Specialized knowledge which is applicable only to higher education should also be reduced, such as solution standard (12th-grade Chemistry), the velocity of a single pendulum on a train (12th-grade Physics), complex numbers and integrals (12th-grade Math). Instead, laboratory sessions should be maximized for natural sciences, which boosts our precision and ability to perform lab procedures with ease, adds to lessons’ visual appeal and thus improves our mental retention.

In terms of teaching methodology, the education ministry should enact reforms that allow students to take their own initiative and avoid imposing their will on students. For instance, literature teachers are advised to encourage students to share how they really feel about literary works and authors, as the writing style tends to be affected by the authors’ personalities and outlooks.  

It’s vital that history is comprehensible, authentic and truthful. Teachers should only introduce and explain historical events and allow students to present their own opinions. It’s also necessary that history not be politicized to avoid undermining objectivity.

Reforms in how English is taught and learned

Vietnamese students enjoy three major advantages to excel in English: a neutral, expressive Vietnamese accent; the use of the Latin alphabet, which the English language also adopts; and their own aptitude and eagerness for a brilliant command of English. So let’s just make the most of these strengths to allow the country’s education sector to rival that of Singapore’s.

Regarding textbook content: the Ministry of Education and Training should select and put into use appropriate textbooks compiled by native speakers. Equal attention should be given to four skills: listening, speaking, reading and writing, and ample practice of the skills should be made a top priority. The teaching staff are thus supposed to be qualified and excel in these skills to undertake their critical guiding role.

It’s recommended that the ministry and schools assess expertise in the four skills among English students across the country. Qualified teachers are retained, while those failing to meet the criteria should be suspended from work or be required to take complementary courses.

To offset the loss of unqualified teachers, schools should publicly recruit teaching staff through local media. Candidates are supposed to have pedagogy certificates and meet requirements set by the Department of Testing and Auditing Education Quality. Each school can employ four or five Filipino teachers who boast a satisfactory English command and demand acceptable salaries. I think students’ parents would be willing to spend around VND300,000-400,000 a month to pay foreign teachers. Only then would such problems in teaching and learning English be radically resolved.

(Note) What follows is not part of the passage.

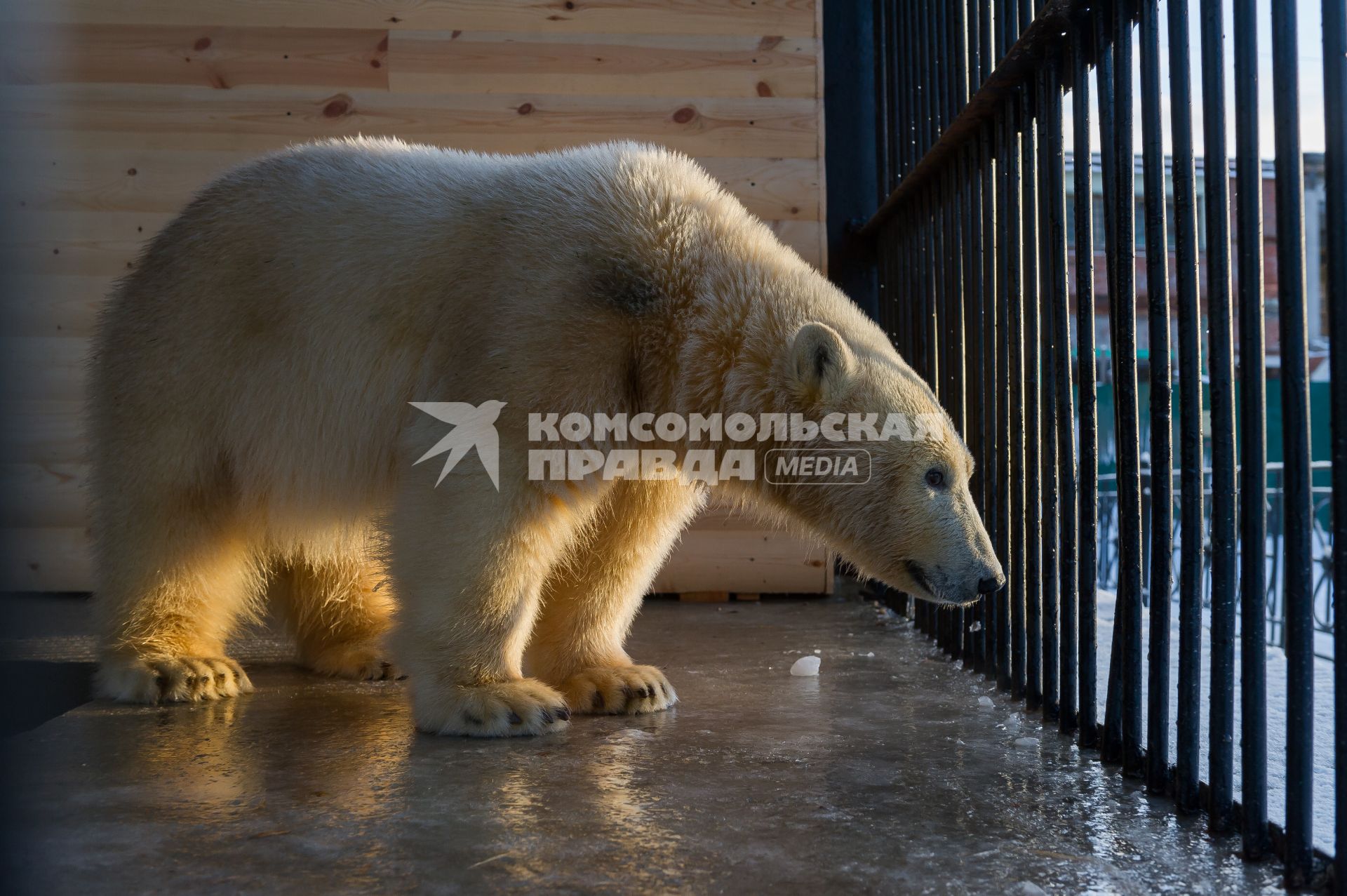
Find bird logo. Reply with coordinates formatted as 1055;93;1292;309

Designing lessons in the form of workshops

Teachers reciting for students to jot down remains a weakness of a 45-minute period. The ministry should run more workshops, which would do more good for students and teachers, as the knowledge flow is not disrupted and the teachers are no longer under time pressure. Workshops also allow students to actively contribute to the lessons and engage in teamwork, thus boosting their comprehension and retention of the presented knowledge.

Flexible timing would also help teachers properly arrange students’ presentations, in which they are welcome to express themselves and be as innovative as they can.

“Ky Vong Viet Nam 20 Nam Toi” is a competition organized by the World Bank in Vietnam and Tuoi Tre (Youth) newspaper that encourages local youths to write down their wildest, yet feasible, dreams about how Vietnam will change in 20 years’ time.